We all know that “when you look good, you feel good.” And “when you feel good, you do good.” In fact, some of the most popular career advice is to “dress for the job you want, not the job you have.” Why not apply this concept to your sweat sessions, too? Dressing the part doesn’t just give you a more effective workout it also encourages you! Having a great gym wardrobe can get your excited about hitting a new class and confident to push yourself to the limits while getting your sweat on.


Plan ahead.

How many of you have heard that “abs are made in the kitchen”? While this might not be completely accurate, there is no denying that exercise in combination with diet led to the most significant changes in body composition. According to a blog post on InBody, “The notion of ‘abs are made in the kitchen’ is based on the assumption that the amount of calories you burn through exercise is relatively small for the amount of time you put into it.” This makes sense when you attach some numbers to it. For example, you’ve just killed it in your 45 minute spin class at Burst, burning 500+ calories in one wicked sweat session. (Way to go!) But… if you go home and scarf down a couple pieces of pizza, you can quickly take in the same amount of calories in a matter of minutes. To avoid making this brutal mistake, plan ahead. Make sure you have your refrigerator stocked with quick and easy, healthy snacks that you can grab on the go. You can even take this one step further and clean out your fridge and pantry, removing all foods high in sugar and starches in efforts to eliminate any temptation all together.


Snap that selfie.

The number on the scale can be deceiving. But the way you look in your underpants or swimsuit doesn’t like. Track your results in a special album on your phone so you can see changes, snapping a pic once a week and referring back to them as you work your way through the Challenge. Want to up the ante? Take your before picture to social media, along with your declaration of commitment. At the end of the challenge, post your results. A great way to hold yourself accountable is letting other in on your journey.

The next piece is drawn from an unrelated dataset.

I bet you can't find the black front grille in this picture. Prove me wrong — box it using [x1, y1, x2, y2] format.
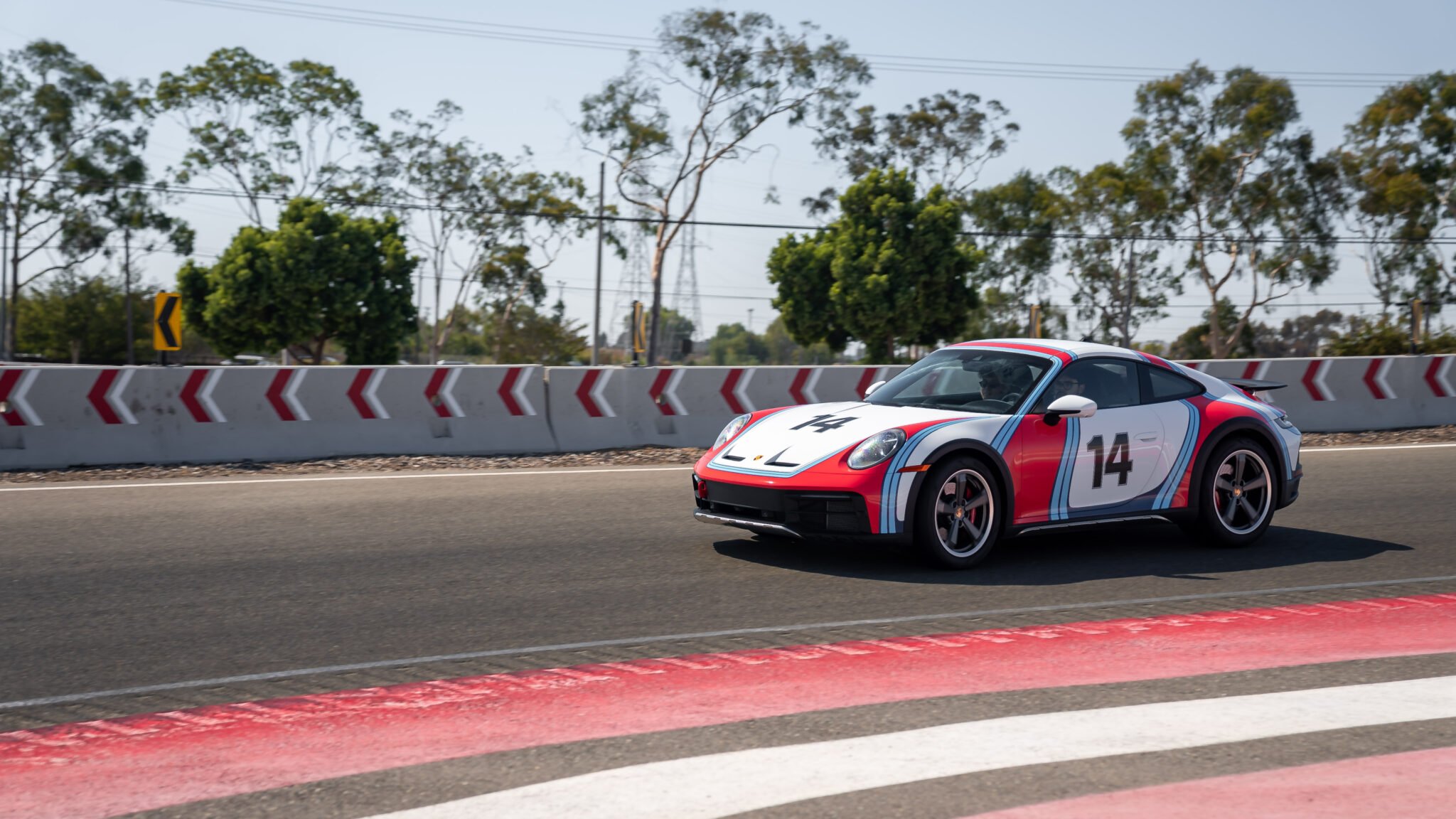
[693, 476, 869, 535]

Stay positive, and just keep moving.

Not everyday is going to be a stellar workout. Some days, you just won’t have the same energy and effort to give. And this is OK! Don’t get down on yourself, but instead remind yourself of how awesome you are. In moments of weakness, take the time to make a list of all the things you are thankful for… with the ability to workout being at the top of the list. Recognize that any physical activity is better than none, so celebrate that you made it to the studio, you hoped on that bike, and you made the effort to never coast. You may feel like you were weak, but the simple fact that you showed up when you weren’t feeling it is proof that you are anything but. Fuel your fire with words of wisdom and encouragement. You are awesome.